The observed correlations present in these scatterplots provide a visual representation of the potential impact of LLM usage on student performance. However, to determine whether these correlations are due to chance or reflect a genuine relationship, a comprehensive statistical analysis is required. The subsequent section will delve into this analysis, employing appropriate statistical tests to assess the significance and strength of these correlations, ensuring that the findings presented are robust and reflective of the true effects of LLM usage on learning outcomes.
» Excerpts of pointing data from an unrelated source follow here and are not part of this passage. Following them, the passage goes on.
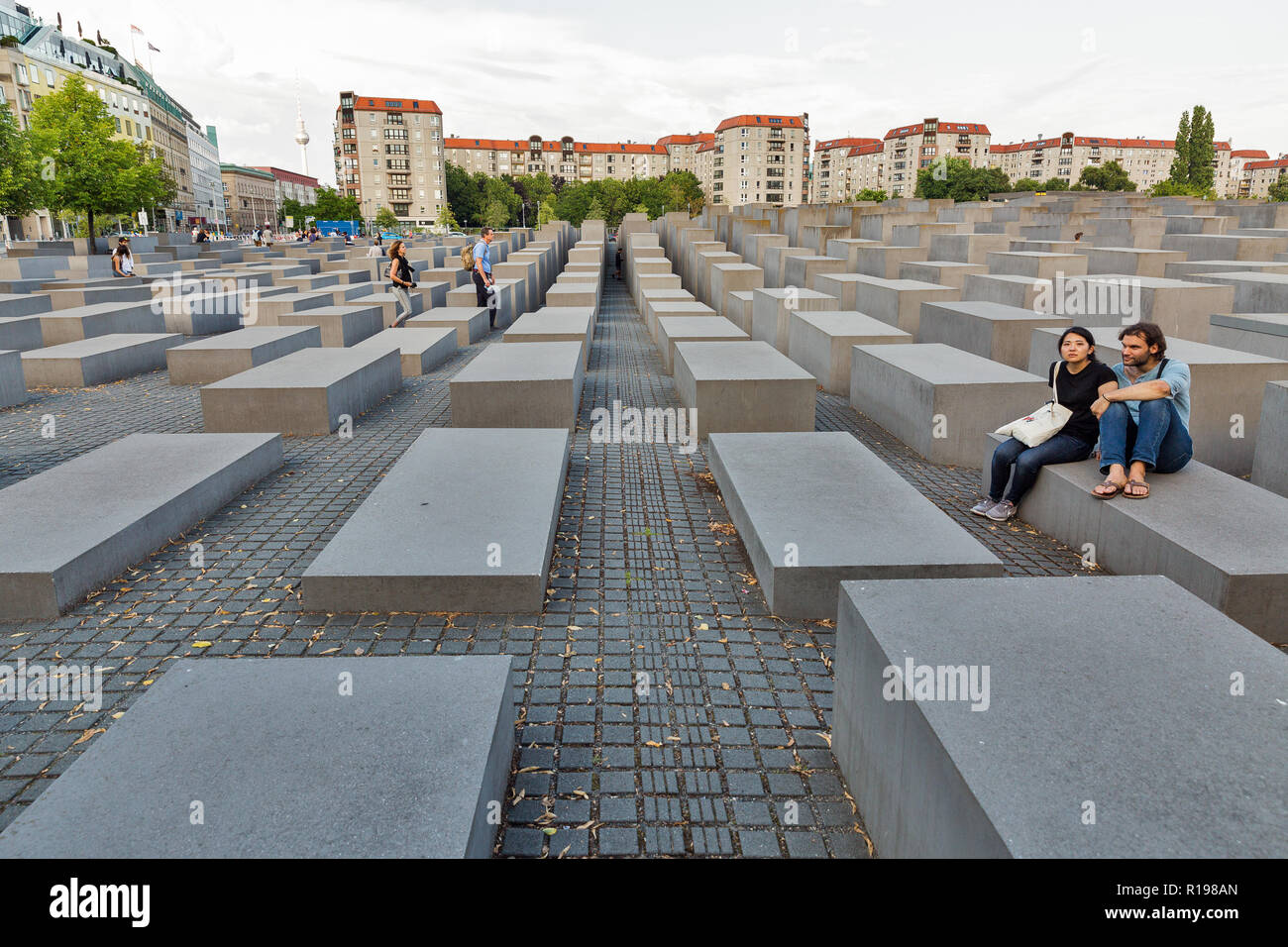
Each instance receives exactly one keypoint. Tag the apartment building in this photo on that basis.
(910, 149)
(250, 197)
(292, 185)
(389, 153)
(565, 158)
(683, 150)
(831, 167)
(1258, 175)
(760, 158)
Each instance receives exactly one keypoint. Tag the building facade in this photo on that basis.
(250, 197)
(389, 153)
(760, 158)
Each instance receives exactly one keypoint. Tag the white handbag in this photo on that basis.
(1042, 424)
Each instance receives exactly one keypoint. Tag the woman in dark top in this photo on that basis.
(1080, 377)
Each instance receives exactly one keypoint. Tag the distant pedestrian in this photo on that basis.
(400, 279)
(484, 286)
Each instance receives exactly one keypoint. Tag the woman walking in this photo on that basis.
(1078, 380)
(399, 277)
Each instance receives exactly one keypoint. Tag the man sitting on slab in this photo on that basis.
(1146, 419)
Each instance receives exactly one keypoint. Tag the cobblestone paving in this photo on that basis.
(665, 711)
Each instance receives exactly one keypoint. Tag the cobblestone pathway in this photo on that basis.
(664, 710)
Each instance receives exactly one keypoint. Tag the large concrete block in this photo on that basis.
(1212, 534)
(519, 385)
(939, 399)
(301, 393)
(71, 528)
(210, 360)
(1225, 392)
(772, 312)
(999, 333)
(407, 766)
(98, 360)
(935, 779)
(471, 322)
(557, 325)
(807, 528)
(458, 484)
(421, 350)
(340, 325)
(677, 329)
(1270, 464)
(820, 343)
(743, 385)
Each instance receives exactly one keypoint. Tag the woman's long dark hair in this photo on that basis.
(1086, 334)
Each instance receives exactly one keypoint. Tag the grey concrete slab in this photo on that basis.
(471, 322)
(935, 779)
(675, 329)
(421, 350)
(407, 763)
(519, 385)
(1227, 386)
(340, 325)
(1270, 463)
(742, 386)
(939, 399)
(493, 532)
(820, 343)
(1212, 534)
(990, 330)
(98, 360)
(305, 392)
(13, 385)
(210, 360)
(844, 514)
(71, 528)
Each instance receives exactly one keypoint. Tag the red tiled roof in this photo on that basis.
(687, 140)
(786, 121)
(956, 128)
(375, 103)
(844, 144)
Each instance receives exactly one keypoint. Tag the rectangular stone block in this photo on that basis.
(73, 527)
(98, 360)
(806, 528)
(471, 322)
(1236, 569)
(493, 531)
(935, 779)
(301, 393)
(210, 360)
(820, 343)
(743, 385)
(772, 312)
(421, 350)
(675, 329)
(519, 385)
(939, 399)
(410, 764)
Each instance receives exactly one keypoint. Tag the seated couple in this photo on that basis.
(1138, 410)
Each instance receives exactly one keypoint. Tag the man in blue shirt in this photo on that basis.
(1146, 419)
(483, 274)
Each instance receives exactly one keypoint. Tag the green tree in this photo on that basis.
(21, 185)
(89, 170)
(1107, 176)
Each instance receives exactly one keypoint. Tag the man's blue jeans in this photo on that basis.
(1028, 462)
(1160, 442)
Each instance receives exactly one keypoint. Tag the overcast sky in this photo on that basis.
(603, 71)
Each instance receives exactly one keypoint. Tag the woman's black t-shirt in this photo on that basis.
(1077, 393)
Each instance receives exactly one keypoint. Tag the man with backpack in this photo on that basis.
(481, 263)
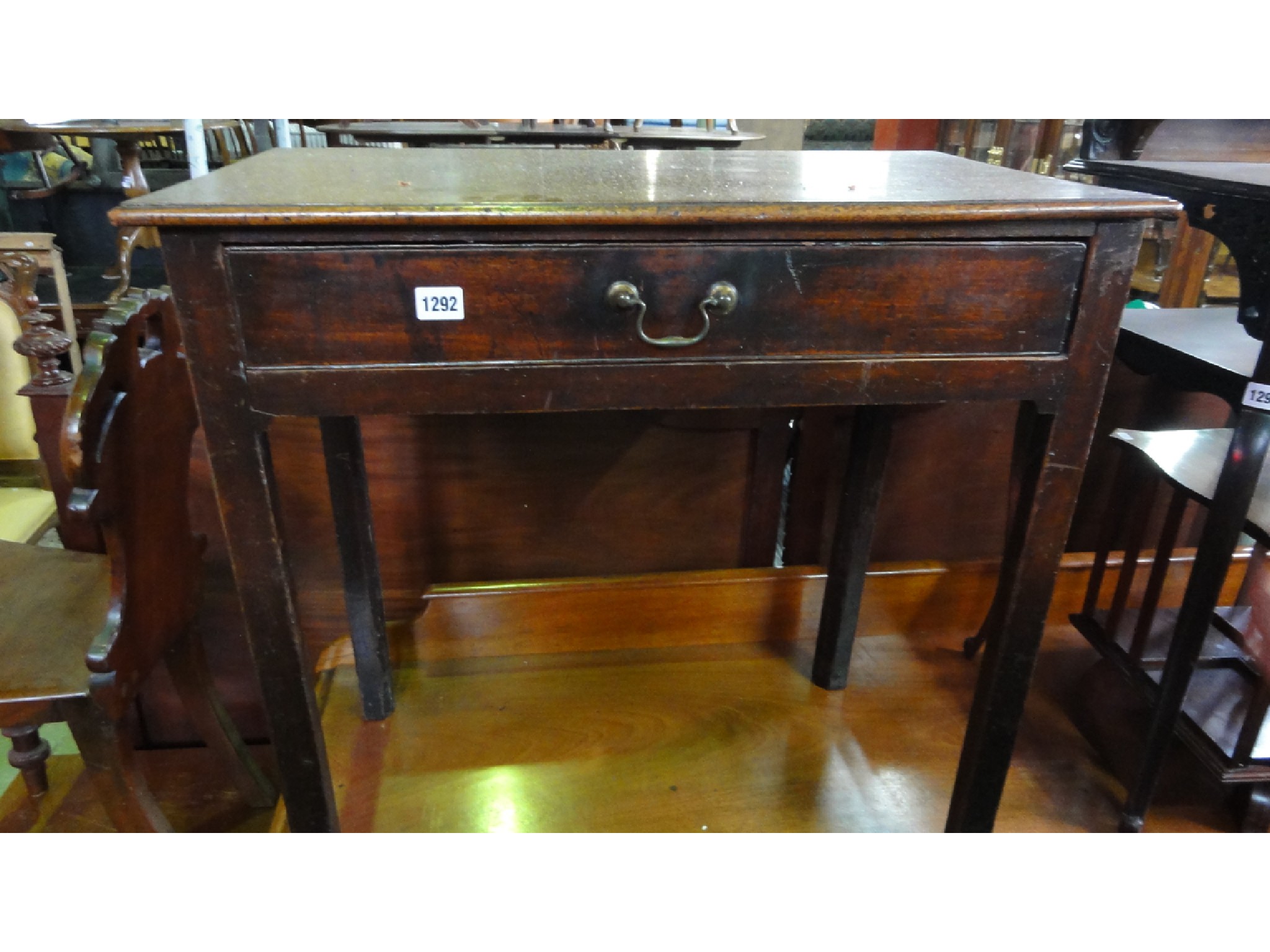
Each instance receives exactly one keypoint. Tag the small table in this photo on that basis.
(127, 135)
(1232, 201)
(544, 281)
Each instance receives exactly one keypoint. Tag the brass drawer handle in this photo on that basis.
(722, 299)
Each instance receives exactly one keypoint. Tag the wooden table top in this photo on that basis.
(653, 136)
(112, 128)
(306, 187)
(1235, 179)
(402, 131)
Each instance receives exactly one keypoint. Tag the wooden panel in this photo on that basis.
(548, 304)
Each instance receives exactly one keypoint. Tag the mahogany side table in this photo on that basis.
(1232, 201)
(342, 282)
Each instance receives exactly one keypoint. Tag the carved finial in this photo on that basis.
(41, 343)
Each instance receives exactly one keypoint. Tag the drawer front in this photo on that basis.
(527, 304)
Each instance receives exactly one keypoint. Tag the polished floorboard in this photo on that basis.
(643, 733)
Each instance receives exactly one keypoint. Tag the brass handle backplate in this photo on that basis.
(722, 299)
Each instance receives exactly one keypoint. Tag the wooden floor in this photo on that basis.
(505, 728)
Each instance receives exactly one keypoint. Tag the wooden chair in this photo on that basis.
(81, 632)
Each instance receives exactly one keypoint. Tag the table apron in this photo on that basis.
(615, 385)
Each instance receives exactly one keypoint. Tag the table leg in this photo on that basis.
(853, 539)
(1024, 467)
(238, 448)
(355, 534)
(1222, 530)
(1026, 584)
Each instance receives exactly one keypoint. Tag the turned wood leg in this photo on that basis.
(187, 664)
(117, 778)
(355, 534)
(853, 539)
(29, 756)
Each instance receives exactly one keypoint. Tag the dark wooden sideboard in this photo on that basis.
(860, 278)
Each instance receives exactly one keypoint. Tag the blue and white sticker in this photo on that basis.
(438, 304)
(1258, 397)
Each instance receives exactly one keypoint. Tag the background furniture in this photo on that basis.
(1225, 706)
(531, 133)
(126, 446)
(130, 136)
(575, 356)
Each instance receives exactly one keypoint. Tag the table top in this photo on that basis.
(305, 187)
(1235, 179)
(1212, 335)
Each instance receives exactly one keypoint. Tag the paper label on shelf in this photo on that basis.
(1258, 397)
(438, 304)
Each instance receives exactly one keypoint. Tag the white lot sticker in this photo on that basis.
(1258, 395)
(438, 304)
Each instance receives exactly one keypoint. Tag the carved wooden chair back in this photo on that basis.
(126, 444)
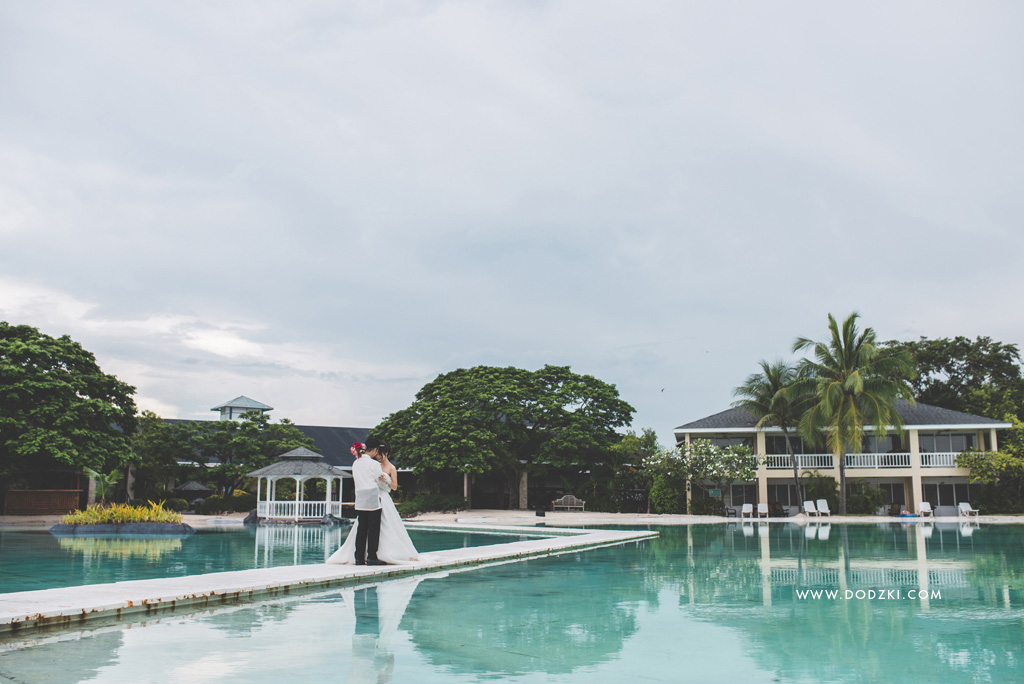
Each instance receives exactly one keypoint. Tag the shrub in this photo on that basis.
(243, 502)
(214, 504)
(176, 505)
(97, 514)
(668, 496)
(431, 503)
(707, 507)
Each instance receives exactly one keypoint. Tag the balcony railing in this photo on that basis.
(941, 460)
(804, 461)
(878, 460)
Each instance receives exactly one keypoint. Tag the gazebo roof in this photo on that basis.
(244, 402)
(301, 463)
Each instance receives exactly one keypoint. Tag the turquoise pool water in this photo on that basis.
(31, 560)
(708, 603)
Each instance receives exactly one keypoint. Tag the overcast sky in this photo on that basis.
(325, 205)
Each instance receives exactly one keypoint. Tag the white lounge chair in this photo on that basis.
(965, 510)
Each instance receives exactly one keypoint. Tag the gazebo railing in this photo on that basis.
(297, 509)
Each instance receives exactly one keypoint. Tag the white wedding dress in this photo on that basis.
(394, 548)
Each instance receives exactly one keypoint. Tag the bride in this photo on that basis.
(394, 547)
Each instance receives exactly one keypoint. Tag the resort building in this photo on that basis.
(916, 465)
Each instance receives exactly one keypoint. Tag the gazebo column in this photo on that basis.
(328, 484)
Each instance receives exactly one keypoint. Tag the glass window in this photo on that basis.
(775, 444)
(963, 492)
(893, 493)
(946, 442)
(743, 494)
(725, 442)
(783, 494)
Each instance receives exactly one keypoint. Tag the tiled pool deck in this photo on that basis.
(75, 606)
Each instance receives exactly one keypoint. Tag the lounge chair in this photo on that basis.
(965, 510)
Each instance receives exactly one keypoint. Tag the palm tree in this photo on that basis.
(764, 398)
(855, 384)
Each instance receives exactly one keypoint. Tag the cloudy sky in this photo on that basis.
(324, 205)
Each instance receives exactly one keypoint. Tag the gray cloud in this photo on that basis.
(325, 206)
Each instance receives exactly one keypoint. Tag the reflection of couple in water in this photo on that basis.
(378, 538)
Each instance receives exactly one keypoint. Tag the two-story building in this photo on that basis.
(918, 464)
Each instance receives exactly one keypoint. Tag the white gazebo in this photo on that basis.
(300, 465)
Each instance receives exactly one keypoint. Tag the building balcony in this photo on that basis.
(854, 461)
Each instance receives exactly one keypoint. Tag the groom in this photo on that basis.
(368, 476)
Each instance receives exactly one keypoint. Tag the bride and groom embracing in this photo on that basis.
(378, 538)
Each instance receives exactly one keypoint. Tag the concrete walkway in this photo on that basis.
(75, 606)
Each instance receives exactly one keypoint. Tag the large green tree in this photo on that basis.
(507, 421)
(980, 377)
(764, 396)
(57, 408)
(158, 447)
(855, 384)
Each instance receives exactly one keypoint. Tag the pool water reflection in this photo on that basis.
(708, 603)
(32, 560)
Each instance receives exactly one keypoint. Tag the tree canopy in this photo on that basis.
(57, 408)
(980, 377)
(855, 385)
(486, 419)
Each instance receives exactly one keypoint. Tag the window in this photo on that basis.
(783, 494)
(946, 495)
(893, 493)
(743, 494)
(775, 444)
(945, 442)
(725, 442)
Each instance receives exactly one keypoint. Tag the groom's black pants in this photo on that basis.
(368, 537)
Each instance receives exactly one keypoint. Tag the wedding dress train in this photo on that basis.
(394, 547)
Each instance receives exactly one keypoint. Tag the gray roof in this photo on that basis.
(193, 485)
(916, 415)
(244, 402)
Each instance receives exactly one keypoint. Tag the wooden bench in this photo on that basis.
(568, 503)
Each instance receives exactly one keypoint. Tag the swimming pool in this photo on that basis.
(704, 603)
(32, 560)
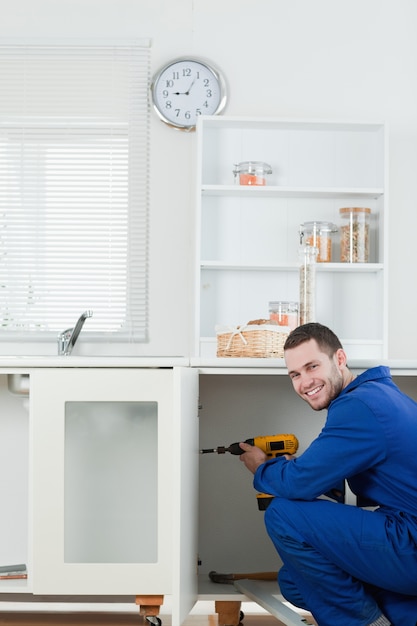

4.2. Methodological Framework of the Statistical Analysis

The analysis of data collected from the experiment was conducted using R 4.3.3 in RStudio, focusing on the relationship between the final grade of the final assignment and the extent of LLM usage by students during their study process. Given the results of Shapiro–Wilk’s test of normality, which indicated that all variables deviated from a normal distribution (p < 0.05 for all variables), a non-parametric method was deemed necessary for correlation analysis. Non-parametric methods, such as Spearman’s correlation test, are preferable in these situations because they do not assume a normal distribution of the data. This approach is particularly useful when dealing with non-normally distributed data, as it allows for the identification of patterns and relationships without the need for the data to meet the assumptions of parametric tests. Spearman’s correlation test, being a non-parametric method, is robust to non-normal data, making it suitable for our analysis.
Our research hypotheses were designed to explore the impact of LLM usage on academic performance, with H1 focusing on the general impact and H2a–c examining specific uses of LLMs. We hypothesized one-sided negative correlations based on the premise that while LLMs might offer immediate assistance, overreliance could potentially hinder the development of independent problem-solving skills. These skills are crucial for executing programming tasks without external aids. The choice of Spearman’s correlation test aligns with our hypotheses by allowing us to test for these directional relationships. Spearman’s rho, a measure of rank correlation, is particularly adept at identifying monotonic relationships between variables, which is essential for assessing the direction of the impact of LLM usage on academic performance. This methodological setup facilitated an in-depth examination of the directional impact of LLM usage on academic performance, particularly within the controlled environment of the final assignment where LLMs were explicitly prohibited.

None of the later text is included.